Изменить размер шрифта - +

— Джек, я долго думал и решил, — сказал Гаскойн, — что я мало чего добьюсь своей поездкой домой за новым назначением. Поэтому я предпочёл бы остаться с тобой. Я уже отслужил свой мичманский срок и сдал экзамен на чин лейтенанта, поэтому моя дальнейшая мичманская служба потеряла всякий смысл. Ты меня примешь к себе?

— Я об этом тоже думал, Нед. Но как ты считаешь, капитан Собридж даст своё согласие?

— Уверен, что даст. Он знает, какие у меня обстоятельства, и о том, что я плыву домой потому, что мне надоело гоняться за «Авророй».

— Хорошо, мы завтра вместе пойдём к капитану Собриджу, и я попрошу его отпустить тебя со мной.

— По крайней мере, у тебя появится более отёсанный товарищ, чем мистер Пузолли.

— Но не такой надёжный, Нед!

Как и договаривались, вскоре на судно прибыли первый лейтенант и другие офицеры «Латоны». Вечер прошёл очень весело. Ничто так не способствует приятному времяпрепровождению, как шампанское, и если вы не мешаете благородное вино с другим, оно никогда не мстит за себя на следующее утро.

 

ГЛАВА XXXIX,

военный совет, на котором Джек решает предпринять ещё одно крейсерское плавание

 

Поскольку капитан Собридж в тот вечер не вернулся на судно, Тихоня съездил на берег и нанёс ему визит в доме губернатора, где его представили самому губернатору и пригласили на обед. Джек воспользовался случаем, чтобы изложить капитану Собриджу свою просьбу относительно Гаскойна под тем предлогом, что с офицером, который теперь состоит на должности его помощника, он не может и не хочет разговаривать по душам. Например, ему не с кем поговорить об Агнессе. Видя, что капитан Собридж не склонен согласиться с его просьбой, Джек усилил нажим. Тут в голову капитана Собриджа пришла мысль, что Гаскойн может в будущем выгадать от дружбы с Джеком больше, чем от кого-либо другого, и чем крепче будет их дружба, тем полезнее она может оказаться для Гаскойна, поэтому он охотно дал согласие.
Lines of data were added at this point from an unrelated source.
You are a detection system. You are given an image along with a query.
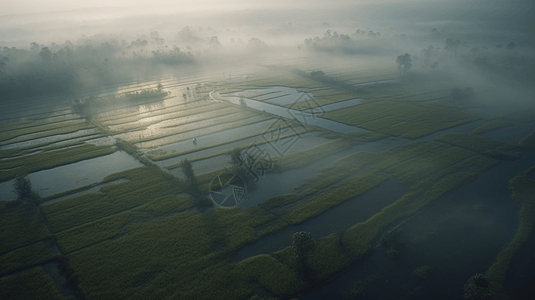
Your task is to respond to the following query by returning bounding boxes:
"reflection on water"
[233,179,409,261]
[0,179,17,201]
[210,92,366,132]
[28,151,142,197]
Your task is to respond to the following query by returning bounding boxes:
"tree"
[396,53,412,74]
[39,47,52,61]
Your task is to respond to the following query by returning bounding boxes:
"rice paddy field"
[0,59,535,300]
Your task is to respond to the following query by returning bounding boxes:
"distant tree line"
[0,32,196,100]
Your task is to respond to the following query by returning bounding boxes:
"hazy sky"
[0,0,402,15]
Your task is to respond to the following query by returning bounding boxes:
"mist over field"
[0,0,535,105]
[0,0,535,300]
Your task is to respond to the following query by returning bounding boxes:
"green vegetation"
[435,133,515,152]
[486,169,535,295]
[463,274,495,300]
[325,101,475,139]
[518,130,535,149]
[41,167,181,232]
[134,116,271,148]
[0,120,93,142]
[0,205,52,253]
[0,144,114,181]
[0,267,76,300]
[472,119,511,134]
[180,159,214,211]
[0,242,59,276]
[275,139,353,172]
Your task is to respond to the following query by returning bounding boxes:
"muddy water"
[233,179,409,261]
[299,151,535,300]
[28,151,142,197]
[0,179,17,201]
[210,92,366,132]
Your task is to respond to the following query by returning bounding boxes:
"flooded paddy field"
[0,61,535,299]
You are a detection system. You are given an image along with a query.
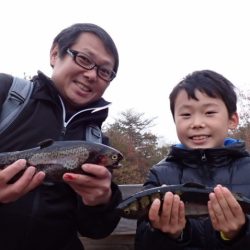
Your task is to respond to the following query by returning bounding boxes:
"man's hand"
[63,164,112,206]
[0,159,45,203]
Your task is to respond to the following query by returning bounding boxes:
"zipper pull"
[201,152,207,161]
[61,127,66,136]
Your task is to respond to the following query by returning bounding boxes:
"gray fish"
[117,183,250,219]
[0,140,123,183]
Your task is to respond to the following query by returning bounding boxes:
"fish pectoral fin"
[182,182,206,189]
[38,139,54,148]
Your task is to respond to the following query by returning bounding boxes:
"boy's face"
[174,90,238,148]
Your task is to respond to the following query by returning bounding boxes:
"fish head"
[90,144,123,169]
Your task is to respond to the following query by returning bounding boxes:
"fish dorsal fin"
[183,182,206,189]
[38,139,54,148]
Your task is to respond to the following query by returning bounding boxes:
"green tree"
[105,109,168,184]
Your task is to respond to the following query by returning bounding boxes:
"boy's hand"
[208,185,246,239]
[149,192,186,239]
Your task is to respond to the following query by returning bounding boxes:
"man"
[0,23,121,250]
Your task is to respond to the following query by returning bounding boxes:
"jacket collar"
[166,138,249,168]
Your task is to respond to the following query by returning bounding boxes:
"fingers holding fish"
[149,192,186,238]
[0,159,45,203]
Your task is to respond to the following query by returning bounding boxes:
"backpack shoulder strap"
[0,77,34,133]
[85,124,102,143]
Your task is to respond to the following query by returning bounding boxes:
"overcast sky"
[0,0,250,142]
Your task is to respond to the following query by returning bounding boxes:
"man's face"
[50,33,115,109]
[174,90,238,148]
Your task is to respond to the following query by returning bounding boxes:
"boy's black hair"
[169,70,237,117]
[51,23,119,73]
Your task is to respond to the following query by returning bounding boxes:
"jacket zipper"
[58,96,110,139]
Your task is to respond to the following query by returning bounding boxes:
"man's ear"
[228,112,239,129]
[50,45,59,68]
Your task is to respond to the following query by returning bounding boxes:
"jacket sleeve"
[77,183,122,239]
[135,166,250,250]
[0,73,13,107]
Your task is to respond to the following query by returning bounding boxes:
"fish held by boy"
[0,139,123,183]
[117,183,250,219]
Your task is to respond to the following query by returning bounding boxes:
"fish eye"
[124,209,130,214]
[111,155,118,160]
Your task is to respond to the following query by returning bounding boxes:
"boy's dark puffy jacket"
[0,73,121,250]
[135,139,250,250]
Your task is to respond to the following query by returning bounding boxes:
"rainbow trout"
[117,183,250,219]
[0,140,123,183]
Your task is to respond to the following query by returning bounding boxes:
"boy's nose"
[191,118,205,128]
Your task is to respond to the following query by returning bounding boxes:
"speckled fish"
[117,183,250,219]
[0,140,123,182]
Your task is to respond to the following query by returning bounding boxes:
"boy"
[135,70,250,250]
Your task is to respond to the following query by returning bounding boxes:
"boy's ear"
[228,112,239,129]
[50,45,58,68]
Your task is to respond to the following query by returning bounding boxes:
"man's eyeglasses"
[67,49,116,82]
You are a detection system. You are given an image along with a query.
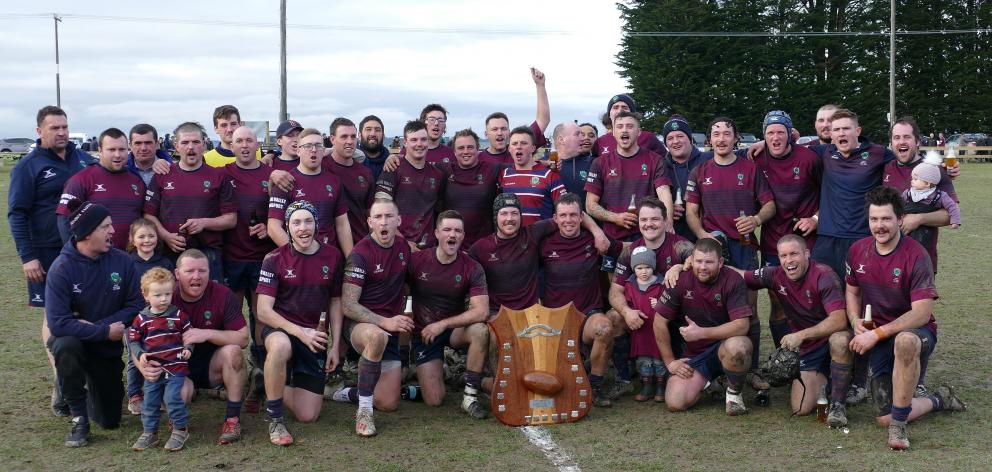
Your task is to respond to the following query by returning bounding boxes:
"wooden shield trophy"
[489,303,592,426]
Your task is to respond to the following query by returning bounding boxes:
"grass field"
[0,161,992,471]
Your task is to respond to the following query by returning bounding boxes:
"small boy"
[624,246,667,402]
[902,162,961,248]
[128,267,193,451]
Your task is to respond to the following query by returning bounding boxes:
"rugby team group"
[8,69,966,451]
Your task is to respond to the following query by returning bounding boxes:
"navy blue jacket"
[7,140,96,263]
[45,239,145,357]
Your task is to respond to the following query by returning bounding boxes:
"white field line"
[520,426,582,472]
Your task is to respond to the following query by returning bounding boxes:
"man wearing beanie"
[753,110,823,347]
[45,202,144,447]
[592,93,666,156]
[661,115,713,242]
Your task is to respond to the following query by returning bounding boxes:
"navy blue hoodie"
[7,140,96,262]
[45,242,145,357]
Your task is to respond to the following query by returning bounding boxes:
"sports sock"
[224,400,241,419]
[265,398,282,419]
[830,361,851,403]
[768,318,789,348]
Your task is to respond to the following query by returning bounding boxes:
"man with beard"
[540,194,623,407]
[753,110,823,346]
[356,115,389,181]
[267,126,354,254]
[55,128,145,250]
[479,67,551,166]
[848,186,967,450]
[654,238,754,416]
[661,115,713,242]
[376,121,446,251]
[144,122,237,281]
[586,112,672,241]
[258,200,344,446]
[45,204,144,447]
[406,210,489,419]
[7,105,93,416]
[439,129,502,248]
[592,93,666,157]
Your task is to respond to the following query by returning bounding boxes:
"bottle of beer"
[740,210,751,246]
[861,305,878,331]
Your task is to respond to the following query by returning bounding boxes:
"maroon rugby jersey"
[406,249,489,333]
[258,244,344,329]
[468,220,558,313]
[585,149,672,239]
[540,229,623,314]
[172,280,247,331]
[223,162,276,262]
[613,233,689,285]
[655,267,752,357]
[344,235,410,318]
[55,165,145,250]
[268,168,348,246]
[323,156,375,244]
[744,260,847,354]
[846,236,937,335]
[144,164,238,249]
[752,146,823,254]
[376,158,446,247]
[439,161,502,247]
[686,157,774,239]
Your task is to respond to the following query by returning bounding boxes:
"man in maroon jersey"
[654,238,754,416]
[753,110,823,350]
[406,210,489,419]
[586,112,672,241]
[846,187,967,450]
[376,121,453,251]
[540,193,623,407]
[267,128,353,254]
[592,93,666,157]
[479,67,551,165]
[144,122,237,281]
[135,249,248,444]
[439,129,501,248]
[334,198,414,437]
[258,200,344,446]
[55,128,145,250]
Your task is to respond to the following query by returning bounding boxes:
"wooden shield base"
[489,303,592,426]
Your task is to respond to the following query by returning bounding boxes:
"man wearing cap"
[661,115,713,242]
[592,93,667,156]
[258,200,344,446]
[45,202,144,447]
[753,110,823,347]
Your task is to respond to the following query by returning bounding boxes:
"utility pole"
[279,0,289,123]
[52,14,62,108]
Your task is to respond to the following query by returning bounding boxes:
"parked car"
[0,138,34,154]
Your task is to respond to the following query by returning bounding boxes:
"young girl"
[624,247,666,402]
[125,218,175,416]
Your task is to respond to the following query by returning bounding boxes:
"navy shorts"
[262,326,327,395]
[410,329,454,365]
[868,326,937,378]
[341,320,402,362]
[799,343,830,377]
[812,235,860,280]
[689,341,723,380]
[28,247,62,308]
[224,259,262,293]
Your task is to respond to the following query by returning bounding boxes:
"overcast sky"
[0,0,626,142]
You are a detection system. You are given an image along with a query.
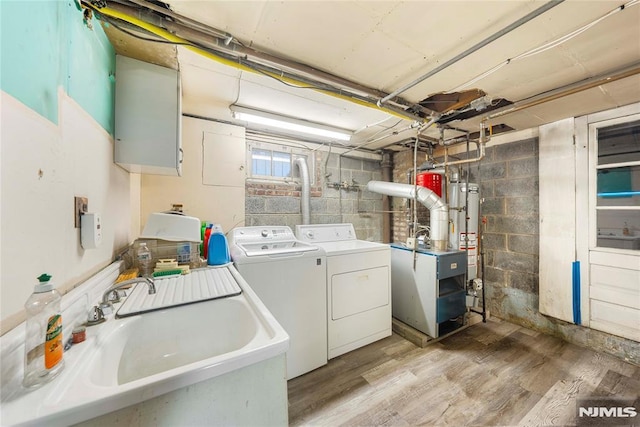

Джек сразу же отправился на «Латону», чтобы сообщить Гаскойну и первому лейтенанту о решении капитана Собриджа. Затем он вернулся на борт «Рибьеры» и приказал Мести отвезти его чемодан в гостиницу, где он решил поселиться. Так как Гаскойна теперь считали выбывшим из штата «Латоны», ему разрешили сопровождать Джека. И вот снова Джек выглядывал из того самого окна, за которое он когда-то повесил свои брюки в тот памятный день, когда боцман на собственном примере вынужден был доказывать истинность заповеди «служба превыше приличий».

«Сколько приключений мне пришлось пережить с тех пор! Прошло около четырёх лет, а на флоте я тогда прослужил только три недели», — подумал Джек и погрузился в глубокую задумчивость, вспоминая далёкое прошлое.

Ремонт «Латоны» закончился к утру следующего дня. Получив увольнительный билет, Гаскойн перебрался на борт «Рибьеры». Канонерку передали торговому агенту, который вскоре продал её правительству, однако команда «Рибьеры» не получила на руки призовых денег и части выкупа за пленных, которых оказалось семьдесят человек, хотя, как им сказали, переговоры о выкупе уже ведутся. Как бы то ни было, почин был сделан, и они обрели больше уверенности в себе, в своём корабле и в своем командире. «Латона» первая снялась с якоря, и Джек, распрощавшись с капитаном Собриджем, вручил ему письмо для передачи доктору Миддлтону, затем, вернувшись к себе на судно, приказал готовиться к отплытию.

Теперь представим себе такую сцену: опять собралась наша троица — два мичмана и Мести. Они стоят на юте, опершись на поручни. Бригантина только что обогнула мыс Европу и при свежем береговом ветре бежит вдоль испанского побережья с парусами в крутом бейдевинде.